Jubilación forzosa del neurocirujano José García Cosamalón

La jubilación forzosa del neurocirujano José García Cosamalón, con 66 años, ha movilizado a pacientes y sociedades científicas de Neurocirugía nacionales, internacionales y de Castilla y León, que han enviado cartas al consejero de Sanidad y al gerente del Hospital en protesta por la decisión y lamentar el perjuicio para las investigaciones en marcha y para el servicio en León.

«El servicio de Neurocirugía se siente agraviado por este recorte. No es que me hayan jubilado forzosamente es que se suprime un neurocirujano». El neurocirujano José García Cosamalón, con cuarenta años de trayectoria profesional y reconocimientos nacionales e internacionales, espera la respuesta de la Junta al escrito de impugnación de su jubilación. Cosamalón dice no reclamar nada para él y advierte de los riesgos que corre la asistencia por el aumento de las listas de espera.

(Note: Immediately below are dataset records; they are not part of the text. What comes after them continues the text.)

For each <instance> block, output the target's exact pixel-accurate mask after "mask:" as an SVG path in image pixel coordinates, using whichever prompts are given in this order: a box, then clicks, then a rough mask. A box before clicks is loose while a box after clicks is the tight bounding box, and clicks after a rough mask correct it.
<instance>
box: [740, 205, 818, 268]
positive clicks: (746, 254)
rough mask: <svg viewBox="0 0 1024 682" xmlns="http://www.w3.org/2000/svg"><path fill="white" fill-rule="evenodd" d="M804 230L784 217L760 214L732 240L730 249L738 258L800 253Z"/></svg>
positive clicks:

—¿Por qué cree que le han jubilado?

—Eso me gustaría saber. En los últimos 13 años en los que he sido responsable, el servicio de Neurocirugía ha tenido una actividad impecable asistencial, docente y de investigación. Su actividad ha crecido en diez años y se ha visto reflejada en la contratación de tres neurocirujanos, el último hace un año. De cinco intervenciones a la semana hemos pasado a nueve. Hacemos 700 al año y vemos una media de 2.500 pacientes en consulta.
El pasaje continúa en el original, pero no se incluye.